The Financial Times continued: Ireland considers the company to be a tax-resident in Bermuda, while the US considers it to be a tax-resident in Ireland. The result is that when royalty payments are sent to the company, they go untaxed – unless or until the money is eventually sent home to the US parent company.

The Irish Times reported that the “double Irish” was abolished in 2015 for new companies establishing operations in Ireland. However, it allowed companies already using it until the end of 2020 to phase it out.

To me, it sounds like Google took advantage of its ability to continue using the “double Irish” structure to move profits out of Ireland and to also keep those profits safe from being taxed in the United States. It bothers me when huge corporations make efforts to avoid paying their fair share of taxes.

That said, it appears what Google was doing was considered legal until the end of 2020. It appears that Ireland abolished the “double Irish” tax arrangement. My hope this means that big corporations will actually have to pay their taxes, just like small businesses are required to.


Australian Court Finds Google “Partially” Misled Consumers



The Australian Competition & Consumer Commission (ACCC) has found that Google misled customers about personal location data collected through Android mobile devices between January 2017 and December 2018, in a world-first enforcement action brought by the ACCC.

The Guardian provided a good explanation of what happened. The Court found that Google continued to collect “Location History” and “Web & App Activity” on some Android and Pixel phones, even for customers who ticked “No” or “Do not collect” on their settings.
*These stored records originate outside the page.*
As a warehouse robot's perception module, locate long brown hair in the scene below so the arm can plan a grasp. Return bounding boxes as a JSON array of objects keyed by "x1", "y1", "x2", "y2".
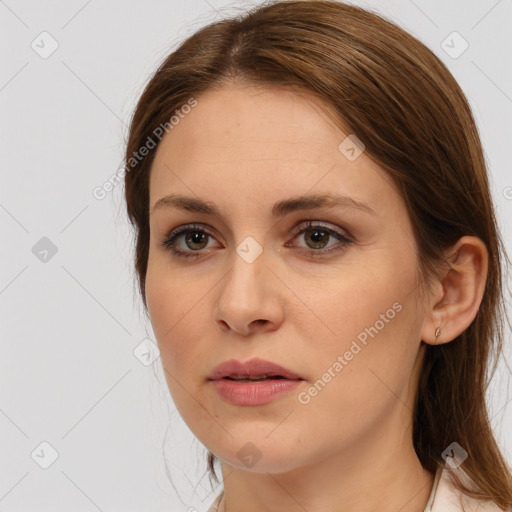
[{"x1": 125, "y1": 0, "x2": 512, "y2": 510}]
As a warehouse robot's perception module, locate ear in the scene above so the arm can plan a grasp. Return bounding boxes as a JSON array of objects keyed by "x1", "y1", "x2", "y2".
[{"x1": 421, "y1": 236, "x2": 489, "y2": 345}]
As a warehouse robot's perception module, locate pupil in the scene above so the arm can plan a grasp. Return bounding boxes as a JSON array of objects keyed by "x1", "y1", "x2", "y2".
[
  {"x1": 187, "y1": 231, "x2": 206, "y2": 249},
  {"x1": 310, "y1": 229, "x2": 329, "y2": 247}
]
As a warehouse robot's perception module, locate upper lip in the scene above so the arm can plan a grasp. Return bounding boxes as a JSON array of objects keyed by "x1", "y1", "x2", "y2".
[{"x1": 208, "y1": 358, "x2": 303, "y2": 380}]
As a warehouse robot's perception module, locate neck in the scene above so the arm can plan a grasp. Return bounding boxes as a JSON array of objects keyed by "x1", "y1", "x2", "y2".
[{"x1": 219, "y1": 424, "x2": 433, "y2": 512}]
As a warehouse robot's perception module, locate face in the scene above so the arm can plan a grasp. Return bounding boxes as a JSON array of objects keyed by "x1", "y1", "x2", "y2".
[{"x1": 146, "y1": 85, "x2": 430, "y2": 472}]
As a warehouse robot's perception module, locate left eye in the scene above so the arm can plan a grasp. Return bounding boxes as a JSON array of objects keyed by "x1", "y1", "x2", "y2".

If a customer said no to “Location History”, but left “Web & App Activity” switched on, Google continued to collect location data, the ACCC said.

The ACCC also stated:

The Court ruled that when consumers created a new Google Account during the initial set-up process of their Android device, Google misrepresented that the ‘Location History’ setting was the only Google Account setting that affected whether Google collected, kept, or used personally identifiable data about their location. In fact, another Google Account setting titled ‘Web & App Activity’ also enabled Google to collect, store and use personally identifiable location data when it was turned on, and that setting was turned on by default.

In addition, the ACCC wrote: The Court found that when consumers later accessed the ‘Location History’ setting on their Android device during the same time period to turn that setting off, they were also misled because Google did not inform them that by leaving the ‘Web & App Activity’ setting switched on, Google would continue to collect, store and use their personally identifiable data.

According to The Guardian, a judgment published by Justin Thomas Thawley said that Google’s behavior was “partially misleading” He felt that some consumers would have been misled, and reasonably believed that this data would not be collected, and others would not have.

The ACCC is seeking declarations, pecuniary penalties, publications orders, and compliance orders. These will be determined at a later date. In addition to penalties, the ACCC is seeking an order for Google to publish a notice to Australian consumers to better explain Google’s location data settings in the future.

Personally, I think its very sneaky of Google to try and trick people into giving Google their location data. Anybody else remember when Google’s motto was “Don’t be evil”?